A crucial example is the geometric series:
$$ \sum_{n=0}^{\infty} x^n = 1 + x + x^2 + x^3 + ... $$This geometric series converges when $ -1 < x < 1 $. Remember this - it's a building block!
Determining Convergence
To determine the convergence of a power series, we often use the Ratio Test. Let's look at some examples:
Example 1:
For what values of $x$ does the series $\sum_{n=1}^{\infty} \frac{(x - 3)^n}{n}$ converge?
Applying the Ratio Test:
$$ \lim_{n \to \infty} \left| \frac{a_{n+1}}{a_n} \right| = \lim_{n \to \infty} \left| \frac{(x - 3)^{n+1}}{n+1} \cdot \frac{n}{(x - 3)^n} \right| = \lim_{n \to \infty} \left| (x - 3) \cdot \frac{n}{n+1} \right| = |x - 3| $$For convergence, we need $|x - 3| < 1$, which implies $2 < x < 4$. Checking the endpoints: when $x = 2$, the series becomes $\sum_{n=1}^{\infty} \frac{(-1)^n}{n}$ which converges (alternating harmonic series). When $x = 4$, the series is $\sum_{n=1}^{\infty} \frac{1}{n}$ which diverges (harmonic series).
Therefore, the interval of convergence is $2 \le x < 4$.
Example 2:
For what values of $x$ does the series $\sum_{n=0}^{\infty} n!x^n$ converge?
Applying the Ratio Test:
$$ \lim_{n \to \infty} \left| \frac{(n+1)!x^{n+1}}{n!x^n} \right| = \lim_{n \to \infty} |(n+1)x| $$This limit is infinite for any $x \ne 0$. Therefore, the series only converges at $x = 0$.
Example 3:
For what values of $x$ does the series $\sum_{n=0}^{\infty} \frac{x^n}{(2n)!}$ converge?
Applying the Ratio Test:
$$ \lim_{n \to \infty} \left| \frac{x^{n+1}}{(2(n+1))!} \cdot \frac{(2n)!}{x^n} \right| = \lim_{n \to \infty} \left| \frac{x}{(2n+2)(2n+1)} \right| = 0 $$Since the limit is 0 for all $x$, the series converges for all real numbers, i.e., $x \in \mathbb{R}$.
Key Theorem
For a power series $\sum_{n=0}^{\infty} c_n (x - a)^n$, there are only three possibilities:
- The series converges only when $x = a$.

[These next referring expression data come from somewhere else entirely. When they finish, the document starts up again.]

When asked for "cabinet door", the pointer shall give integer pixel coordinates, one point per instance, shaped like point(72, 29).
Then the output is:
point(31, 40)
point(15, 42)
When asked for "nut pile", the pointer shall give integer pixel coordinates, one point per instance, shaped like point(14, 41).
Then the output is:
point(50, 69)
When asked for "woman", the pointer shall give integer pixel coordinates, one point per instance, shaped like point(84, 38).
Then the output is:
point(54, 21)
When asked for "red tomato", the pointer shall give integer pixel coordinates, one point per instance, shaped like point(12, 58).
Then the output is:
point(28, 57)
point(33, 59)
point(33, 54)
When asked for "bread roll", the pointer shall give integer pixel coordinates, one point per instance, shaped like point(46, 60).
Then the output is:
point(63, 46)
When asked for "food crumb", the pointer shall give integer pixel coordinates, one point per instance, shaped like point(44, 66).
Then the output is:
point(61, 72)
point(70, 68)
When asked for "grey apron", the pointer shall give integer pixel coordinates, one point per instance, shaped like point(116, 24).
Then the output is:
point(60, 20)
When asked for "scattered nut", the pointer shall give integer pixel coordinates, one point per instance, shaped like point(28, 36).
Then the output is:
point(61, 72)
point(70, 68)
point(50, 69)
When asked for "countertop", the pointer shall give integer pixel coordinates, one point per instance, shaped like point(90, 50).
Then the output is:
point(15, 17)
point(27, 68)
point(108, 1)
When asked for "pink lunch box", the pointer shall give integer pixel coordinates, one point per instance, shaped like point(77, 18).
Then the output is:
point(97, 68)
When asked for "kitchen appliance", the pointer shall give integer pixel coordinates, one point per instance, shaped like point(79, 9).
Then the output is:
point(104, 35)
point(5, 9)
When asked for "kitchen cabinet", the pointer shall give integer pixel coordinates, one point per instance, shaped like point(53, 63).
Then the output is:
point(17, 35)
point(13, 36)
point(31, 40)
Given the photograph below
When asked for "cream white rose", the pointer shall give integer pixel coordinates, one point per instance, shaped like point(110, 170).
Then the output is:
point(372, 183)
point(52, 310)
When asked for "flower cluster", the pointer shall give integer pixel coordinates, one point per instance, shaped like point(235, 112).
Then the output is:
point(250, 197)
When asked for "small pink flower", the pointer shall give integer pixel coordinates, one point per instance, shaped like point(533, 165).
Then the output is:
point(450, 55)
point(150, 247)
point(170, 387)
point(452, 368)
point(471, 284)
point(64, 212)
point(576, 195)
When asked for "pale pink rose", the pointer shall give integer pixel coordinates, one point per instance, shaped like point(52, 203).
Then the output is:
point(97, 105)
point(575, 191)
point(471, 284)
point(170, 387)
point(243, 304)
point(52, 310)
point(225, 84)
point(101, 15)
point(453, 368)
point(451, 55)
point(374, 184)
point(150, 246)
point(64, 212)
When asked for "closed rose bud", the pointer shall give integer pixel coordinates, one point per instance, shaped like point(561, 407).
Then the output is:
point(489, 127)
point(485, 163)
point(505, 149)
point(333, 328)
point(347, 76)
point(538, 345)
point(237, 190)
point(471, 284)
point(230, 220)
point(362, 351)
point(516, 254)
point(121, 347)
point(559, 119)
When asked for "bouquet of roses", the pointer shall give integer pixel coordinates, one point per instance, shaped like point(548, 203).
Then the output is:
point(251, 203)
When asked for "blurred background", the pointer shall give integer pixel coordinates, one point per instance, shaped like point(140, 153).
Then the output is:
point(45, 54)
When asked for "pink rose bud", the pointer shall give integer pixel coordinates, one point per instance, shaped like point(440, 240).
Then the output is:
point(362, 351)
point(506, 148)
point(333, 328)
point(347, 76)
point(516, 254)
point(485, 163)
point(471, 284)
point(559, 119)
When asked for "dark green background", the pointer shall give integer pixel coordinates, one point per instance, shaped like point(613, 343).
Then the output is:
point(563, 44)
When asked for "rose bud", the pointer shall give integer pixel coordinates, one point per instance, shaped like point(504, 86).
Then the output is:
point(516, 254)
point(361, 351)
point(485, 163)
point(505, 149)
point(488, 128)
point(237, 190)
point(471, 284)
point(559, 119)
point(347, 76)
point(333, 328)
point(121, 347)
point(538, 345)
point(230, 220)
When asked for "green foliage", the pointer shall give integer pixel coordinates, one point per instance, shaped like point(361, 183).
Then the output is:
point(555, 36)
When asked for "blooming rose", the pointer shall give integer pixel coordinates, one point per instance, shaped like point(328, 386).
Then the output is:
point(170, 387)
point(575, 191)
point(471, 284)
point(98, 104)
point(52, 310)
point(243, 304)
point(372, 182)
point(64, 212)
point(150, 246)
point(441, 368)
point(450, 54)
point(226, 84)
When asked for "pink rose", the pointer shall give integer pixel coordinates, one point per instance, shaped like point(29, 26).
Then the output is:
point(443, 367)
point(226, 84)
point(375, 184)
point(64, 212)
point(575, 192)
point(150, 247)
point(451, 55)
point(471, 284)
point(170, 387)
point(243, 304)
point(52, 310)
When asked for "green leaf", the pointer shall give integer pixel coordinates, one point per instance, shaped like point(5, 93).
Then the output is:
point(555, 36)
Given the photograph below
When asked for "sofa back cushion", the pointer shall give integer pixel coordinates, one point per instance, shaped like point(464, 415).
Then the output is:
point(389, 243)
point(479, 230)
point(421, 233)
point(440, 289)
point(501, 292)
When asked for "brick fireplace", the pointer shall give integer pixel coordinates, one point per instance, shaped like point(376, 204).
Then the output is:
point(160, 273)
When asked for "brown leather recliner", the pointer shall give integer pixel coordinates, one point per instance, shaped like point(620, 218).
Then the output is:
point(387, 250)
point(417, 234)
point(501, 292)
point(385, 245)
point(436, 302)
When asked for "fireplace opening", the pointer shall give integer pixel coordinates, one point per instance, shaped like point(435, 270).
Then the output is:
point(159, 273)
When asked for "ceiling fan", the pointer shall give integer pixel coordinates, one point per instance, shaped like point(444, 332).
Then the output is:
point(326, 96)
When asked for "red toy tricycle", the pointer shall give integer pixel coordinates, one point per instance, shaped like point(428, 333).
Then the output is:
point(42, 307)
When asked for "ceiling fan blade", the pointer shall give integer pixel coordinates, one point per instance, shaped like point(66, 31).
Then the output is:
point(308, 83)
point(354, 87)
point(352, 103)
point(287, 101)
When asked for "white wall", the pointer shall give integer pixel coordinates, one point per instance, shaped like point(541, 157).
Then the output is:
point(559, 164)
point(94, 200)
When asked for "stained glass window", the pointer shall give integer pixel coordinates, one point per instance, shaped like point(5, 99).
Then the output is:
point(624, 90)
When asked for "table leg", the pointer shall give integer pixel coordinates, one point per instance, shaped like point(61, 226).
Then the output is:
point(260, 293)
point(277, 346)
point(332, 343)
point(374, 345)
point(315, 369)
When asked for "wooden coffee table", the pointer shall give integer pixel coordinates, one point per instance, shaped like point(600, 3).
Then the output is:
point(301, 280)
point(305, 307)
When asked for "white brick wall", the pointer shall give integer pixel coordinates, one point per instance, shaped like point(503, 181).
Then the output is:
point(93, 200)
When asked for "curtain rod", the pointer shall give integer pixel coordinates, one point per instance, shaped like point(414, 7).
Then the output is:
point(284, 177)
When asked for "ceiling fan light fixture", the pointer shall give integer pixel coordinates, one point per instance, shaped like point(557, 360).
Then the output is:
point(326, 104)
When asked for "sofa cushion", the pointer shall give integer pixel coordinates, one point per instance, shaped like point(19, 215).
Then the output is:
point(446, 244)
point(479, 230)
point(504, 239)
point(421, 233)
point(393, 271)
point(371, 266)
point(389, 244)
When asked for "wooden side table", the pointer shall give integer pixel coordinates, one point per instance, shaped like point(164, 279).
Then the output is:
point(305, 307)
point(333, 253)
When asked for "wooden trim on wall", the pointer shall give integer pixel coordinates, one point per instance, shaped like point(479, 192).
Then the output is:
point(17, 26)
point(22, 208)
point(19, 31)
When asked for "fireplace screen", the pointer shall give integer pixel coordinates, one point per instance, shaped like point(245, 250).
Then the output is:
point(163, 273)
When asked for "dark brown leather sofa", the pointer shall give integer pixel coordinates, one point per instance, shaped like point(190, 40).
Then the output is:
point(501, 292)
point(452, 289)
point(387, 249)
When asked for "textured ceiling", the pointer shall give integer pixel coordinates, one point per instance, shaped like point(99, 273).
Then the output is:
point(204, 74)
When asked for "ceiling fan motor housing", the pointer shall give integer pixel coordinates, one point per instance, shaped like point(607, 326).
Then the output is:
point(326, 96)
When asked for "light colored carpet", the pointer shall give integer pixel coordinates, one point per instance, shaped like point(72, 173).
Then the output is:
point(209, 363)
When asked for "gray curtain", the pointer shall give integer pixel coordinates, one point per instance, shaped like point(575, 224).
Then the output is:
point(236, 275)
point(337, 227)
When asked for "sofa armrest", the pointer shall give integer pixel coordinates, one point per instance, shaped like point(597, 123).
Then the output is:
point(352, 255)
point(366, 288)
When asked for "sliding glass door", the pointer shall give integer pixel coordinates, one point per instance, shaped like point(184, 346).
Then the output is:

- The series converges for all $x$.
- There is a positive number $R$ such that the series converges if $|x - a| < R$ and diverges if $|x - a| > R$. $R$ is called the radius of convergence.
Representations of Functions Using Geometric Series
We can often represent functions as power series by manipulating geometric series. Recall that
$$ \frac{1}{1 - x} = 1 + x + x^2 + x^3 + ... = \sum_{n=0}^{\infty} x^n, \quad |x| < 1 $$This is a powerful tool, and we'll explore how to use it in future lectures! Keep practicing, and you'll master power series in no time!